Chapitre 27 : Séréna
Lorsque Séréna et Armand retrouvèrent Charlie dans le hall des Magiciens, le sourire qui ornait les lèvres de la Tisseuse de Rêves n’était pas feint. Ces instants passés dans les jardins avec Armand avaient été très agréables.
- Alors, prête ? demanda Charlie.
- Autant que possible, répondit Séréna. Tu me donnes juste cinq minutes s’il-te-plaît ?
- Pas davantage, prévint la Guetteuse. La Rectrice sera mécontente si l’on arrive en retard.
Séréna acquiesça avant de se tourner vers le Prince. Leurs regards se verrouillèrent et Charlie fit mine de s’intéresser aux fresques animées par la magie qui ornaient les murs.
La Tisseuse de Rêves se perdit dans les yeux bleu acier d’Armand, puis détailla ses pommettes hautes ainsi que sa bouche qu’elle trouva soudainement très sensuelle. Il se rapprocha d’elle et l’espace d’un instant, elle s’imagina se jucher sur la pointe des pieds pour plaquer ses lèvres contre les siennes. Elle glisserait une de ses mains dans ses cheveux, et poserait l’autre contre sa poitrine pour sentir son cœur battre aussi fort que le sien. Il répondrait à son baiser, et alors...
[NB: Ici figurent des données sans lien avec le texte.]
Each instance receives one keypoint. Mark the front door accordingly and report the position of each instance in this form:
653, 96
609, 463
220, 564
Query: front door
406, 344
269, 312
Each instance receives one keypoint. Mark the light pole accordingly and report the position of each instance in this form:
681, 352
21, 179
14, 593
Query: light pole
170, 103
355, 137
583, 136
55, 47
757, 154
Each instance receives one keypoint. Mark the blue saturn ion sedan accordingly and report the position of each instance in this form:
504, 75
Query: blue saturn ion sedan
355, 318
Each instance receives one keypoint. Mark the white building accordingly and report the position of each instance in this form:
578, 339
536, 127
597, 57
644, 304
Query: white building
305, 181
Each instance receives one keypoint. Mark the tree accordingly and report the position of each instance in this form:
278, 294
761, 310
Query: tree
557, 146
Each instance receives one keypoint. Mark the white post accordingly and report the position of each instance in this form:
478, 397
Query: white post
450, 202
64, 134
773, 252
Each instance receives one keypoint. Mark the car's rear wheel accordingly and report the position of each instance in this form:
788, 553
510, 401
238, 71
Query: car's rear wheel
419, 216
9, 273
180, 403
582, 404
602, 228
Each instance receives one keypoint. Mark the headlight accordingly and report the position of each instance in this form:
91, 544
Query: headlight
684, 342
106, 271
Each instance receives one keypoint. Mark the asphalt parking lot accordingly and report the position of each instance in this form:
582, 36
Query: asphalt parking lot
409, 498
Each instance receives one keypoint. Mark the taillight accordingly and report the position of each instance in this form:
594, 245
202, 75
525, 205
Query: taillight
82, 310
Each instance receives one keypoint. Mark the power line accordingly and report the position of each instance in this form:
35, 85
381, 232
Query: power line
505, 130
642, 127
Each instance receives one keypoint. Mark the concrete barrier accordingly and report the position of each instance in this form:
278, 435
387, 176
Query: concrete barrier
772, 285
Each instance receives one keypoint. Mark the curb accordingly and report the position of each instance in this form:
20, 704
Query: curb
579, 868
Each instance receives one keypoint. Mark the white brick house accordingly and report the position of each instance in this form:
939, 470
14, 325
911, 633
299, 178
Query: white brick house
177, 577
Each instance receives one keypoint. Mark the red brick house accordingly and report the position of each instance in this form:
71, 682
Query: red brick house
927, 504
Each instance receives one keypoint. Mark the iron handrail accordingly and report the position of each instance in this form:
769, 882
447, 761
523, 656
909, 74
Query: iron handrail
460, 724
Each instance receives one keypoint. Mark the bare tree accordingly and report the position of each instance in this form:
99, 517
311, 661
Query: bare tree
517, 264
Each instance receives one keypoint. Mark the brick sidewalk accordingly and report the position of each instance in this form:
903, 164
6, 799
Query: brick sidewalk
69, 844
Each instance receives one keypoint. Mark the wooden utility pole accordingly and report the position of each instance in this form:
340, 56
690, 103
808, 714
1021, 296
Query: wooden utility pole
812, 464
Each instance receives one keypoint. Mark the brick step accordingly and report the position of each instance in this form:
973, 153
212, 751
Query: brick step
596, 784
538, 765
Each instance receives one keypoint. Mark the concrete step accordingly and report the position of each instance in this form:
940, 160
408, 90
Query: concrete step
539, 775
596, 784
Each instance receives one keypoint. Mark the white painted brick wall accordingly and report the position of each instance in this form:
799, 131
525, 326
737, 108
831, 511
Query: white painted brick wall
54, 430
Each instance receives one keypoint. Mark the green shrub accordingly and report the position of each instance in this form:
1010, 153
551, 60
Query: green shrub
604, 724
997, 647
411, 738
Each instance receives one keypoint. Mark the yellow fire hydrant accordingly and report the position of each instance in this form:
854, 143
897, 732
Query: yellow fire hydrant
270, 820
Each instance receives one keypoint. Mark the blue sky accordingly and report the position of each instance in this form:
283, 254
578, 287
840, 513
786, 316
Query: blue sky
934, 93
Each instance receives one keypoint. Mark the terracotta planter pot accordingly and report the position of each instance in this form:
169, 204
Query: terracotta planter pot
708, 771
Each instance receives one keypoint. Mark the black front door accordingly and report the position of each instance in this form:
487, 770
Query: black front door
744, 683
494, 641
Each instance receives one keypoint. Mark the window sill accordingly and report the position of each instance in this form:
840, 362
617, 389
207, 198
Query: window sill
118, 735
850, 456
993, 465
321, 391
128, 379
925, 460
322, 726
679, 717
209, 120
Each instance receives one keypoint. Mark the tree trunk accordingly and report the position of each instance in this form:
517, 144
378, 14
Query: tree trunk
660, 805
Elle se força à ce moment-là à reculer d’un pas et à respirer plus lentement. Terrain miné ma vieille... C’est une très mauvaise idée, surtout avec ce que tu t’apprêtes à faire...
Le Prince avait, lui aussi, fait marche arrière et l’atmosphère électrique qui régnait entre eux une minute auparavant se dissipa.
- Je suppose que c’est l’heure des adieux, reprit-elle maladroitement.
- Pas un adieu, rétorqua-t-il. Seulement un au-revoir, du moins, je l’espère.
- J’aurais donc droit aux visites dans mon donjon ? demanda-t-elle pince-sans-rire. Enfin, je veux dire à l’Académie ?
- Vous n’avez plus que douze jours devant vous pour préparer le Rite, répliqua Armand. Je ne voudrais pas perturber votre entraînement accéléré, je pense que la Rectrice m’écorcherait vif, mais si c’est votre souhait, j’essaierai de venir vous voir.
- Alors dans ce cas, à bientôt, dit-elle, la gorge serrée. Je suis très heureuse de vous avoir rencontré Armand, merci... pour tout.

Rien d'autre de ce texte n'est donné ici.